Why Doesn’t The Agile Community Practice Empiricism?

How we can improve our profession with more reliance on objective evidence, and less on personal opinions

Christiaan Verwijs

Published in

The Liberators

8 min readJul 26, 2021

You can also listen to a podcast of this episode.

Try this. Open your personal feed on LinkedIn and find the first post that makes claims about Agile or Scrum. You can also check the most recent article on your favorite Agile blog, podcast, or YouTube channel. Now check if the person making the claim also backs it up with evidence that is not based on personal experience, personal preferences, or their own interests.

I sampled 50 recent posts from popular professional platforms (e.g. Serious Scrum, Scrum.org, Agile Alliance, and many others) for this post. I specifically looked for posts that made strong claims about Scrum, Agile or specific practices. For example, one post argued that SAFe was completely ineffective and merely marketing. Another post claimed that estimation of work produces less learning and takes more time. I also read a post that stated that Scrum Masters can’t also be developers while another argued against JIRA for Scrum teams.

If you’ve been part of the Agile community for a while, you’ll probably be nodding in agreement with these statements. I certainly did. Some of these statements have become self-evident truths among practitioners.

However …

Of the 50 posts I sampled, only 3 provided any evidence to support their claims. One referred to opinions by other “thought leaders”, which is highly subjective. Another referred exclusively to the personal experiences of the content creator. Only one post referenced an industry report by VersionOne. This is pretty remarkable when you consider that these claims have clear implications for the workplace if they’re followed by readers — which I’m sure is the aim of the authors. But is it really justified and ethically responsible for content creators to make such claims without being clear about their evidence?

My point here is not that these content creators did anything wrong individually. They merely illustrate a systemic issue in our field — and one that I am guilty of as well. We often make bold claims and suggest recommendations that are not backed up by equally strong evidence. Or worse, no evidence is offered at all. I believe that this is a serious problem in our profession.
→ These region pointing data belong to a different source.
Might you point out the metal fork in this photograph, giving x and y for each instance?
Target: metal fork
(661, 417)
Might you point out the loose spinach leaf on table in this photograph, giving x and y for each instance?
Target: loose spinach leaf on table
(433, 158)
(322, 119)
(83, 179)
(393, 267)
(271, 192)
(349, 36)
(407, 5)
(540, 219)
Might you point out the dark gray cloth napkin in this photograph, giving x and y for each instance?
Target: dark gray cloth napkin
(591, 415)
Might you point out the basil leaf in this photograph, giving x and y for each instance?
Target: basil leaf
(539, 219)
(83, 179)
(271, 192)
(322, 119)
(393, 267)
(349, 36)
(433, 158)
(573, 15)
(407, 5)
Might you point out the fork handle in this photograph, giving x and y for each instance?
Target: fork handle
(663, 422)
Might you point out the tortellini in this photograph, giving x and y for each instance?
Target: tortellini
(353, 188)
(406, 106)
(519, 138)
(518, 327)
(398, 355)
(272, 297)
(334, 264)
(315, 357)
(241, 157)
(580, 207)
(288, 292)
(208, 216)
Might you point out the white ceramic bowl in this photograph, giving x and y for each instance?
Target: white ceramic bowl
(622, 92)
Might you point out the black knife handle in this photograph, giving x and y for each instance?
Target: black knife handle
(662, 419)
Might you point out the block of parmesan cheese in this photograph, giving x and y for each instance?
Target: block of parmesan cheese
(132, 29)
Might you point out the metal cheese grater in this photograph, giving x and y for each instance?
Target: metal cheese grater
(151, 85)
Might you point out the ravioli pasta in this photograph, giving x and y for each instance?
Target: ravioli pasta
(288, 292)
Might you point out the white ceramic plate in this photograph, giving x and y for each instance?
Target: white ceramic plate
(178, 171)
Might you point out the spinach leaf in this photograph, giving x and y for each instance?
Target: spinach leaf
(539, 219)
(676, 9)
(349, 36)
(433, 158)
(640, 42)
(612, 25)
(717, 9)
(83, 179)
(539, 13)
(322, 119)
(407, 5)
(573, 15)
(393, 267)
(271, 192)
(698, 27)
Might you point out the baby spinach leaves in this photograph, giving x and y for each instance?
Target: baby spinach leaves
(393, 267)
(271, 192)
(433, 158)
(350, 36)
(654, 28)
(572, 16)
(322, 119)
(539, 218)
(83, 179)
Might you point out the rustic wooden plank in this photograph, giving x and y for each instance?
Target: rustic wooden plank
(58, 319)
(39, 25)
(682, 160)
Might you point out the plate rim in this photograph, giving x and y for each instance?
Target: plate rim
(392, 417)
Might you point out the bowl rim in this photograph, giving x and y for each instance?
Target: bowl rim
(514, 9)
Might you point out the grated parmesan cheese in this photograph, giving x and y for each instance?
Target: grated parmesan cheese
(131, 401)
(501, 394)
Because what happens when seemingly self-evident truths are actually refuted by the facts? What if we find no meaningful difference between organizations that use SAFe and organizations that use other scaling methods? What if SAFe actually turns out to be more effective, or for certain kinds of organizations? What if we would find that Scrum Masters that also act as Product Owners don’t meaningfully affect effectiveness? What if they do even better? What if teams that estimate their work are actually more effective than teams that don’t when we would measure this? Or what if it turns out to be more nuanced, where estimation works better in some contexts but not in others? How do we know that our strong claims don’t actually cause harm, financial and personal?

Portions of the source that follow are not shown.